About 10,000 Americans will their bodies to science each year, choosing a path that, in the popular imagination at least, leads to the clinical dignity of the medical school or teaching hospital, where the dead help to unveil the wonders of human anatomy or the mysteries of disease.
Few donors, it is safe to say, imagine the many other ways corpses give their all for science: mangled in automobile crash tests, blown to bits by land mines or cut up with power saws to be shipped in pieces around the country or even abroad. Few see themselves ending up in a row of trunks, limbless and headless, arrayed on gurneys in the ballroom of a resort hotel for a surgical training seminar.
Nor do many people suspect that corpses are precious raw material in a little-known profit-making industry, and that they are worth far more cut up than whole.
A scandal at the cadaver laboratory at the University of California, Los Angeles, has thrown back a heavy curtain that has kept this business largely hidden from public view.
The university suspended its Willed Body Program this week, and university police arrested the program's director and a man the university accuses of trafficking in as many as 800 cadavers in a six-year body-parts-for-profit scheme.

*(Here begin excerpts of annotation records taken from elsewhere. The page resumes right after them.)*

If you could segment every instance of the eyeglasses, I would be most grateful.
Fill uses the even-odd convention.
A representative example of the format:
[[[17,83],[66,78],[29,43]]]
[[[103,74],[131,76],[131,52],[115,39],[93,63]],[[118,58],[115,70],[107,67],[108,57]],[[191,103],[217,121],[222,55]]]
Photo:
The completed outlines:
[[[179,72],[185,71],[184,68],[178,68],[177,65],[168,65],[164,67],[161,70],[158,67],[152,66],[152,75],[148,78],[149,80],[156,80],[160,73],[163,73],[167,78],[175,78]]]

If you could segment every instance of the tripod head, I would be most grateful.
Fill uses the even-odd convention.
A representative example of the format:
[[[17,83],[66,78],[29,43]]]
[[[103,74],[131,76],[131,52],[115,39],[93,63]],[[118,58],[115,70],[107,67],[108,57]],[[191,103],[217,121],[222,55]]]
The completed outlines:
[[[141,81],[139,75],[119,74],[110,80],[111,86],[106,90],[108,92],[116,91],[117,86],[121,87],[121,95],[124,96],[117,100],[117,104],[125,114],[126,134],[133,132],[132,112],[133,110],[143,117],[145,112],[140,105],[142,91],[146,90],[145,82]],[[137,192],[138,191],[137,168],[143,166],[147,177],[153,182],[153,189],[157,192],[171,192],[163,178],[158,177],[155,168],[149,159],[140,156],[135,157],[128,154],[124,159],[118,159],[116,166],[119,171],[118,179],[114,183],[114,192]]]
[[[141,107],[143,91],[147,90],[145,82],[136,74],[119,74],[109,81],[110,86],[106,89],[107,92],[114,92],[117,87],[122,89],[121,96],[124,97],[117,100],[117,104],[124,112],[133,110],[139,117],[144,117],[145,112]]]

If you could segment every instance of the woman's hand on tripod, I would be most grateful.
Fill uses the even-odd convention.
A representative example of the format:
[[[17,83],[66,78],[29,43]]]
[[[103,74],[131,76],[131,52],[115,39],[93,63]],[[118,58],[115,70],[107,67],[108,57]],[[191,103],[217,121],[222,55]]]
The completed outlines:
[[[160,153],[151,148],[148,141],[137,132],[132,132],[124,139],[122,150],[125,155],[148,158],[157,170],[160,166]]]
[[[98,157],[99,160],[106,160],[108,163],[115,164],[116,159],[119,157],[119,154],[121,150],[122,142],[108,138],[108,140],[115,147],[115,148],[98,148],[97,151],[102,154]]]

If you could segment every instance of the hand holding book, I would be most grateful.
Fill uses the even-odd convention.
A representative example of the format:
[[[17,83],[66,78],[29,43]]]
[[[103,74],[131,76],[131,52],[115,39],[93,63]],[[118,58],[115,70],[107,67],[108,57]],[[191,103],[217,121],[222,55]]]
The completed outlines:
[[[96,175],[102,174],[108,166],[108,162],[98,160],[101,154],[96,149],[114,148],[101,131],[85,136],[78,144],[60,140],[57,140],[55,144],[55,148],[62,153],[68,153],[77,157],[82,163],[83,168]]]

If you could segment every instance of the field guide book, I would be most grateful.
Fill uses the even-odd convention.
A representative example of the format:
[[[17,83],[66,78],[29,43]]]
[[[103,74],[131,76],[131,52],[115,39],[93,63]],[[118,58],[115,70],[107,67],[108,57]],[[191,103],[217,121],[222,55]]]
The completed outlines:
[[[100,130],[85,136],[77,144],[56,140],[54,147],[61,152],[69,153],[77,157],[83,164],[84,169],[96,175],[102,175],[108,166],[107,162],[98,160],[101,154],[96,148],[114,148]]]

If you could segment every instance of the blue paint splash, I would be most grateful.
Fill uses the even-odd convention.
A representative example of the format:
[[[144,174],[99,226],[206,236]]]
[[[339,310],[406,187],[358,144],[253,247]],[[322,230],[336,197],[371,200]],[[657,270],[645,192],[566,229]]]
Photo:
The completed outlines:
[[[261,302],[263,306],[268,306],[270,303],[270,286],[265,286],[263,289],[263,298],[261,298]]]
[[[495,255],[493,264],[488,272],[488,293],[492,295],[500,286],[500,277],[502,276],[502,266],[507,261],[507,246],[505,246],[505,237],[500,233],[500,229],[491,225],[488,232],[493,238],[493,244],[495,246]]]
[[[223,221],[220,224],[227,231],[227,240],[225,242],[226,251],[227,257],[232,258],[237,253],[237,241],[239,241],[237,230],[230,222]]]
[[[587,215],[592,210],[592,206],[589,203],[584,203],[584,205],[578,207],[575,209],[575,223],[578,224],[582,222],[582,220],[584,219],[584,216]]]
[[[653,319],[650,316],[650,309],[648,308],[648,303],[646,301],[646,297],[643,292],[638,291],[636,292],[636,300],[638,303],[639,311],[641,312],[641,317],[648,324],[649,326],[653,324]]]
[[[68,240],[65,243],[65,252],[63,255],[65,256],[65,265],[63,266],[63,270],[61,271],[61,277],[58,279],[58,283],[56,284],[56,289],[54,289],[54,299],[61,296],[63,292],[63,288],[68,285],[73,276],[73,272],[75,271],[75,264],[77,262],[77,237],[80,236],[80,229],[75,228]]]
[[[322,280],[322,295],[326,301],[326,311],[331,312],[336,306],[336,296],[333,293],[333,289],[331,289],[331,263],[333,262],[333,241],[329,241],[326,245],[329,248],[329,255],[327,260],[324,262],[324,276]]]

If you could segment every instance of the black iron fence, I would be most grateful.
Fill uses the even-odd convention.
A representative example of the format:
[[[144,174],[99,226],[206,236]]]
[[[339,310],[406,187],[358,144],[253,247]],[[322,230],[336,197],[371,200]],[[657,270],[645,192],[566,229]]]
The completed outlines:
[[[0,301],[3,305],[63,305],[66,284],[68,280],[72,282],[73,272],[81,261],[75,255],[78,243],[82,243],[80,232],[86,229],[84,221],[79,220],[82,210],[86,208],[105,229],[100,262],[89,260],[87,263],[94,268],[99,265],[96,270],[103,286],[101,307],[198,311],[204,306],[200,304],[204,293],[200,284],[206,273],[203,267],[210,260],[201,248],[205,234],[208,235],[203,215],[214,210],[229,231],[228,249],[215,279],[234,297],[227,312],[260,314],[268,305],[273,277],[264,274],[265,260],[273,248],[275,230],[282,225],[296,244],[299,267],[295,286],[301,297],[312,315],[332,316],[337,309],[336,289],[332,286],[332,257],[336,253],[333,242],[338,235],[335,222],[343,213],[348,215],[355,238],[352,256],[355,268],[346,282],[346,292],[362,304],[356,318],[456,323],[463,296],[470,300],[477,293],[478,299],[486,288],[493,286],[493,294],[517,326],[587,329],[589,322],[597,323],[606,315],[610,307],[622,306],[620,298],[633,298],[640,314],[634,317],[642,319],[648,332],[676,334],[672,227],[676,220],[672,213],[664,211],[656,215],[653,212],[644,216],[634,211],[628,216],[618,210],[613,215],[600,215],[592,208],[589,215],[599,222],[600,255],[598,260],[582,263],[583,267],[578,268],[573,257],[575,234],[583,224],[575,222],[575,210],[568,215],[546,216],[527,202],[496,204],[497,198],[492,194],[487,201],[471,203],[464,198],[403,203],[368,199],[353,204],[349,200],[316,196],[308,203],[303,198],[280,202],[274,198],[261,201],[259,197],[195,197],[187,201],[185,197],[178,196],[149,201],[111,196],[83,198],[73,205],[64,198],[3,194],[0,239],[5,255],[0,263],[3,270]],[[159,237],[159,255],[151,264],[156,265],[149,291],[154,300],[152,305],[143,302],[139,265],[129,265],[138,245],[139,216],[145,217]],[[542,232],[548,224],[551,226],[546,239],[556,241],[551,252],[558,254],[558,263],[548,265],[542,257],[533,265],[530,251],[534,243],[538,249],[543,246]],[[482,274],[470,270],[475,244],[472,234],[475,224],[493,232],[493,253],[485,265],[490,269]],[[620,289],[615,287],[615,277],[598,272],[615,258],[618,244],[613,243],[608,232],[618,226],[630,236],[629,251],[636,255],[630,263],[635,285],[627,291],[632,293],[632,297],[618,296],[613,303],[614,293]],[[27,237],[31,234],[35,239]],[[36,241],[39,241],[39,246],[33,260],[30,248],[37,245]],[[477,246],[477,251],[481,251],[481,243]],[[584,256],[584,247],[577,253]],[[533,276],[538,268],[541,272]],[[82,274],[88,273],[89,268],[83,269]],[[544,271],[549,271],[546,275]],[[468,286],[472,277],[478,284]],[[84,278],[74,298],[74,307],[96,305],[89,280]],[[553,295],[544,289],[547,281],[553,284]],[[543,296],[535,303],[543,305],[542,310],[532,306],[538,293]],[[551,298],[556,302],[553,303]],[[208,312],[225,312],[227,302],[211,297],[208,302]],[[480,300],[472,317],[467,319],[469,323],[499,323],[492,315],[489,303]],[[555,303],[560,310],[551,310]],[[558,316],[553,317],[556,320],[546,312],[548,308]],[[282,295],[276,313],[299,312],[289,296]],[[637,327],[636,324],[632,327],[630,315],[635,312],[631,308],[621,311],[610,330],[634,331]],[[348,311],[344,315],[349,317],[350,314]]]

The accused middleman, Ernest V. Nelson, who has cut up and carted away hundreds of cadavers from the U.C.L.A. medical school since 1998, said the university had been fully aware of what he was doing. He transferred the human parts, for sizable fees, to as many as 100 research institutions and private companies, including major companies like Johnson & Johnson, his lawyer said.
Meanwhile, the news over at UCLA only gets worse:
This is not the first time UCLA's cadaver program has been under investigation.(CNN)
Ten years ago, it was accused of mixing medical waste and animal remains with the ashes of human donors -- then disposing of them in a garbage dump, according to the suit.
In 1994, the school entered into a settlement agreement with the California Department of Health Services to restructure the program.